DNS hijack
Ah, the sweet irony!
> The incident cost a loss to Comcast of $128,578.
"Because someone else other than us hijacked our customer's DNS"
Sympathy, gone.
The potty-mouthed hackers who hijacked Comcast's domain name for several hours last year were charged with intentionally damaging a protected computer system. Christopher Allen Lewis, 19, of Delaware, James Robert Black Jr., 20, of Washington, and Michael Paul Nebel, 27, of Michigan were indicted Thursday on a single felony …
The rest need a stern talking-to and early bedtime without supper. I have to admit, though, seeing a plain l33t$p£3|< defacement took me back a good few years!
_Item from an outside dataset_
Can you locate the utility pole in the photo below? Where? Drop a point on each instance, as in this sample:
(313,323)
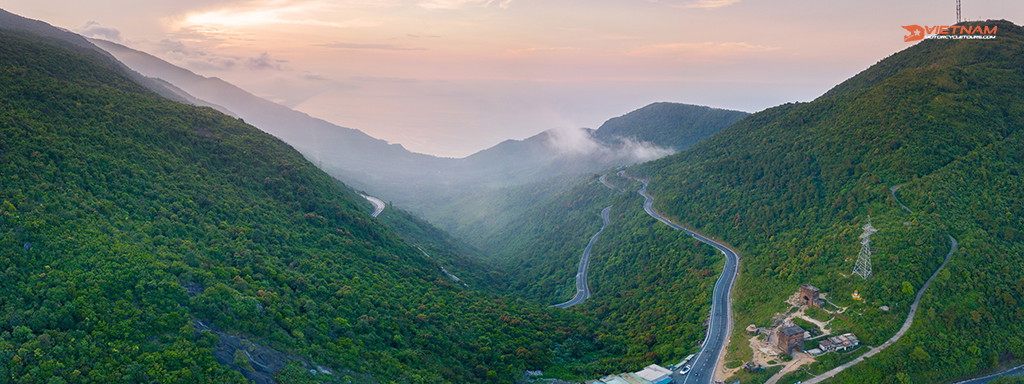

Angel Steve? Well, I've never used it before so it makes a change, since I do not and never will own any apple trinkets.
But you know there is a forum full of people somewhere laughing at how they got some idiots to attack comcast, while 'forgetting' to teach the importance of, oh I don't know, everything important about wiping your tracks, not ringing comcast up, not leaving your handles and screen names everywhere.
What is this, 19-fucking-98? These skiddies don't deserve punishment; they deserve an education. And all references to 'metasploit' removed from their boxes.
Back in the day us kids were 12 to 16 or hopefully smart enough to not be easily traceable. Truly, the interwebz for teh grat unwashed. Wonder how comcast calculated that number, though. I think there was at least a large factor involved.
Can't say I condone skiddie actions, but I don't have sympathy for corporate DNS hijacking either. Still, comcast presumably does own their systems (leaving it up to the customers to complain or take their business elsewhere) and the skiddies didn't, legally.
Remains the minor matter of what to do about it. I think this is too harsh already. Most of the post-1993 set have no idea whatsoever that the internet always was and largely still is a co-operative endeavour. This makes calculating damages an excercise in inventing numbers and hoping they sound plausible. Too bad too many adults aren't internet savvy enough to be responsible on the internet and thus cannot make clear to the young'uns that failure to co-operate or even behave anti-socially is very much a no-no. But still, a slap on the wrist is really all that should be needed.
I presume it involves establishing the exact financial loss represented by a person thinking "what a mickey mouse operation, let's go to that well-run AOL," plus the number of such people, and other sundry brand value loss calculations. And some overtime. Plus a chair destroyed by Ballmer's nephew working there as an intern.